Janic Bucheli, Tobias Dalhaus, Robert Finger*
Der ‘Societal Impact Award in honour of Giovanni Anania’ der European Association of Agricultural Economists (EAAE) für eine Publikation des Jahres 2021 wurde an die Gruppe für Agrarökonomie und – politik der ETH Zürich, für die folgende Publikation vergeben: Bucheli, J., Dalhaus, T., and Finger, R., The optimal drought index for designing weather index insurance, European Review of Agricultural Economics, 48(3) (2021), 573-597.

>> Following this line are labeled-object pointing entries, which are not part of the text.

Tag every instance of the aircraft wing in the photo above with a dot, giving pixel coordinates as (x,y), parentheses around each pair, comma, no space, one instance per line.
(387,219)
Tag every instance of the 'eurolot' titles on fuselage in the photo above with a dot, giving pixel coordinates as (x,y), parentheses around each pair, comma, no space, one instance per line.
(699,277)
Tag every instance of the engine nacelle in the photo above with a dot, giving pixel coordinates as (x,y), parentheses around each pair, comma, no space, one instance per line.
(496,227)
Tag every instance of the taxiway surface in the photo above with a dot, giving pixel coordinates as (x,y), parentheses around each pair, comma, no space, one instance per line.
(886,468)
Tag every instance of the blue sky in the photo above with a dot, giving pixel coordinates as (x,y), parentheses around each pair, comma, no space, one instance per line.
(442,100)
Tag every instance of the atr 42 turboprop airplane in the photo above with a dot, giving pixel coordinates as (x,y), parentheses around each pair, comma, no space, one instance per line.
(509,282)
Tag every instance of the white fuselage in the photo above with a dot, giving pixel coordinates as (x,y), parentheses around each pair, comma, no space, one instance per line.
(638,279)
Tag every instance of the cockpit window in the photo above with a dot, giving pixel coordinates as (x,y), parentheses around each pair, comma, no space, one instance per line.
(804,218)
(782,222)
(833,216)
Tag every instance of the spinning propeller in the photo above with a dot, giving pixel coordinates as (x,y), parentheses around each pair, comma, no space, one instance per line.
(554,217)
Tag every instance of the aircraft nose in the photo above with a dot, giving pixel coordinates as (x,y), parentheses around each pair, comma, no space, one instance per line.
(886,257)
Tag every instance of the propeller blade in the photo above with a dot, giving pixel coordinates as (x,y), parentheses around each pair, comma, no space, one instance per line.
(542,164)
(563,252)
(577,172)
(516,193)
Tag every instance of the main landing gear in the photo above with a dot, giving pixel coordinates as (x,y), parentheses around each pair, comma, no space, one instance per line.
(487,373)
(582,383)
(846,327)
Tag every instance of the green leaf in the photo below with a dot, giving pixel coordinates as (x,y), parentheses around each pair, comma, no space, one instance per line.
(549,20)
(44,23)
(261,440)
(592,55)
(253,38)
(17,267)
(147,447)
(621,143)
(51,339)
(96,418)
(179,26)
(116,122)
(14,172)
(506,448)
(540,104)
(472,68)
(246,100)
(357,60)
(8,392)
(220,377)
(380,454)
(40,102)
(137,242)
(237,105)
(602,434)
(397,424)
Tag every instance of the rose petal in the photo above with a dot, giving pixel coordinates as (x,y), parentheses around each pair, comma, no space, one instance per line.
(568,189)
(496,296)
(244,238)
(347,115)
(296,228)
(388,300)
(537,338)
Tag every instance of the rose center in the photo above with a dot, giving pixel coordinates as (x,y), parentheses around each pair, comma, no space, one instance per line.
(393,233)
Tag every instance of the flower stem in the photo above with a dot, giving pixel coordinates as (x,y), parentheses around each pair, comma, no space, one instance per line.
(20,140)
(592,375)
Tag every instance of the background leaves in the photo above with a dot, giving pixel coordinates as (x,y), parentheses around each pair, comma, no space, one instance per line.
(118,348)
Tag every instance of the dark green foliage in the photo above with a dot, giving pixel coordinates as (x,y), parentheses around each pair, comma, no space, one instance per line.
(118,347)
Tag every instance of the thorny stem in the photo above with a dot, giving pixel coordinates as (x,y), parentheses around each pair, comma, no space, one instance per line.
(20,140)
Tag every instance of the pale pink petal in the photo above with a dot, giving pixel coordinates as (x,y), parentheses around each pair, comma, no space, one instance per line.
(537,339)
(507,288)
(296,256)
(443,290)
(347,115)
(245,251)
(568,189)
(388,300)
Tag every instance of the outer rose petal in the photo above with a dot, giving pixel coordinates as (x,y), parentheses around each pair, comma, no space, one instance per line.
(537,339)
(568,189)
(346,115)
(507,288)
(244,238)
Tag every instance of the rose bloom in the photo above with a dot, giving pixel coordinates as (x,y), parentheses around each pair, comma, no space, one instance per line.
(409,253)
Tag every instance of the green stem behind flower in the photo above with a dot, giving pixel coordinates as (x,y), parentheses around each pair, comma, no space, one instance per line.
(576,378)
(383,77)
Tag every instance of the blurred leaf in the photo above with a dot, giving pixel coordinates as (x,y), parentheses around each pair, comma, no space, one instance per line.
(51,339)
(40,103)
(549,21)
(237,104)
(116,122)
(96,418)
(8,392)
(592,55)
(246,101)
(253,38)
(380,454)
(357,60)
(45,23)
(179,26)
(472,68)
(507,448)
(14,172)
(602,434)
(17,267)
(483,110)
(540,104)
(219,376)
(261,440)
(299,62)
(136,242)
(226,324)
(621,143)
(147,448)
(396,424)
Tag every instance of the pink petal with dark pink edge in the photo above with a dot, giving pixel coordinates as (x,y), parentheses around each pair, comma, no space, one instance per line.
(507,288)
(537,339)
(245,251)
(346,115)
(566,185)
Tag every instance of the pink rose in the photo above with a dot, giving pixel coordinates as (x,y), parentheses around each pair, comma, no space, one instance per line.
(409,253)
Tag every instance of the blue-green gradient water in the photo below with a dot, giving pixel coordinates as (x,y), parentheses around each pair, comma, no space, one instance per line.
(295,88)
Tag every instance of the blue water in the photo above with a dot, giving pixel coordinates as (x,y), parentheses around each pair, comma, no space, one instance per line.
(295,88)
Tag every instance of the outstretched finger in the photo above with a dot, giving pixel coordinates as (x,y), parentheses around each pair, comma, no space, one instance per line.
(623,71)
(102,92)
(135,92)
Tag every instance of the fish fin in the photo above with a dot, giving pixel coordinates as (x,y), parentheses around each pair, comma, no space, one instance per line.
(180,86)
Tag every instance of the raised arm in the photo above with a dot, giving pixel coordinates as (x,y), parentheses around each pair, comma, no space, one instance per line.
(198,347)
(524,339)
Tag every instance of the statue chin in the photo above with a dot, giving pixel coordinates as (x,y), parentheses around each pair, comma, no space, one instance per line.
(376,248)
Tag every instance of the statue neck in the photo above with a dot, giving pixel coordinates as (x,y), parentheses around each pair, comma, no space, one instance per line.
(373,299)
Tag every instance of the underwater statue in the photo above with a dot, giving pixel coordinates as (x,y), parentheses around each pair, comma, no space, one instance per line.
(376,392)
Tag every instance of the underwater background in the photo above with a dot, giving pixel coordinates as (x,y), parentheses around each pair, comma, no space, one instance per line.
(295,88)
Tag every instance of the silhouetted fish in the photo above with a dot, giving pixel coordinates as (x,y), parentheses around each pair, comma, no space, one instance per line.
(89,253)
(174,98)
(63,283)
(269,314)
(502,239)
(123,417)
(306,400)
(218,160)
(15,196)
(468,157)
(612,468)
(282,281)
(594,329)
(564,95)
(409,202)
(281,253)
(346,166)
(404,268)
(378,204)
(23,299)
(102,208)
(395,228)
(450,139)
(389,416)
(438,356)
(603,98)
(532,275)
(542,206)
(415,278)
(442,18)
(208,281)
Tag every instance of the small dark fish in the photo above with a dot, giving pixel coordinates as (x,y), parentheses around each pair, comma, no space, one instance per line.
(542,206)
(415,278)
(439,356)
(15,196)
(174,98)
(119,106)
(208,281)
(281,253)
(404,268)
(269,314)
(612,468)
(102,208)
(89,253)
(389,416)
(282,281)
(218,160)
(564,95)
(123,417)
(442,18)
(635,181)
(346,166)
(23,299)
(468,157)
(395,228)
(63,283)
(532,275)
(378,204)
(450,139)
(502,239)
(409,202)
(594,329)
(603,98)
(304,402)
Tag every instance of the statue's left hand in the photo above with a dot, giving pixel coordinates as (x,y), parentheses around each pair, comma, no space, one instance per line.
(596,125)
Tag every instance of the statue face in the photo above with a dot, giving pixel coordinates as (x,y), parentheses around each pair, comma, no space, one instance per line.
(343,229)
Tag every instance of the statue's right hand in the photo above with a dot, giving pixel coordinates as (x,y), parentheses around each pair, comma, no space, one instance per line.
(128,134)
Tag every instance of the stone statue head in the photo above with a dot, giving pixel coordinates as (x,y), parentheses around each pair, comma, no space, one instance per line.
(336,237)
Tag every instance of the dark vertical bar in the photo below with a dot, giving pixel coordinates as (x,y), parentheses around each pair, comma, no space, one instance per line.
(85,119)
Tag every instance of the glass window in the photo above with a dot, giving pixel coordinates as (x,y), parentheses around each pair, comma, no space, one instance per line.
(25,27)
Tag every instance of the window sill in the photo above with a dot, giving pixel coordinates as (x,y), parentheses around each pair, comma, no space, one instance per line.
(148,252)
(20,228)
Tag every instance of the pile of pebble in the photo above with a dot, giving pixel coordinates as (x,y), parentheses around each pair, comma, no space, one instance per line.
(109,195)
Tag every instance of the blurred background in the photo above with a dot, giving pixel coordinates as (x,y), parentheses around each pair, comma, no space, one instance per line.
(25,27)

Mit diesem Preis soll eine herausragende Publikation gewürdigt werden, die Forschungsergebnisse für die Gesellschaft nutzbar gemacht hat. Beispiele sind hier die Initiierung einer Politikveränderung oder gesellschaftlichen Debatte aber auch Forschungsergebnisse die in landwirtschaftlichen Wertschöpfungsketten praktische Anwendung finden. Dies kann durch die direkte Nutzung der Ergebnisse geschehen oder durch eine aktive Rolle bei der Sicherstellung der effektiven Nutzung der Ergebnisse.
Das ausgezeichnete Paper, das 2021 im Fachjournal «European Review of Agricultural Economics» veröffentlicht wurde, entwickelt Ansätze für bessere Dürreversicherungen. Dürren stellen ein grosses und stark zunehmendes Produktionsrisiko in der europäischen Landwirtschaft dar und können zu erheblichen finanziellen Einbussen führen. Da betriebliche Risikomanagement-Massnahmen insbesondere bei ausgeprägten Dürren an ihre Grenzen stossen, können Versicherungslösungen für finanzielle Entlastung sorgen. Solche Lösungen sind jedoch noch nicht weit verbreitet. Der Artikel analysiert wetterbasierte Indexversicherungen. Diese eignen sich besonders für die Deckung von Dürrerisiken, da die Auszahlungen lediglich von einem unabhängigen Dürreindex (z.B. der Regenmenge) und nicht mittels klassischer Schadensermittlung bestimmt werden3. Dies reduziert Transaktionskosten, und erlaubt eine unmittelbare Auszahlung an die Landwirte, auch wenn viele Betriebe zeitgleich betroffen sind. Darüber hinaus haben Landwirte mit dieser Art von Versicherung grosse Anreize zur Aufrechterhaltung der Produktion, da die Versicherung auch beim Einsatz von ertragsstabilisierenden Massnahmen (wie z.B. Bewässerung) auszahlt. Landwirte bekommen also auch eine Entschädigung für allfällige Mehrkosten.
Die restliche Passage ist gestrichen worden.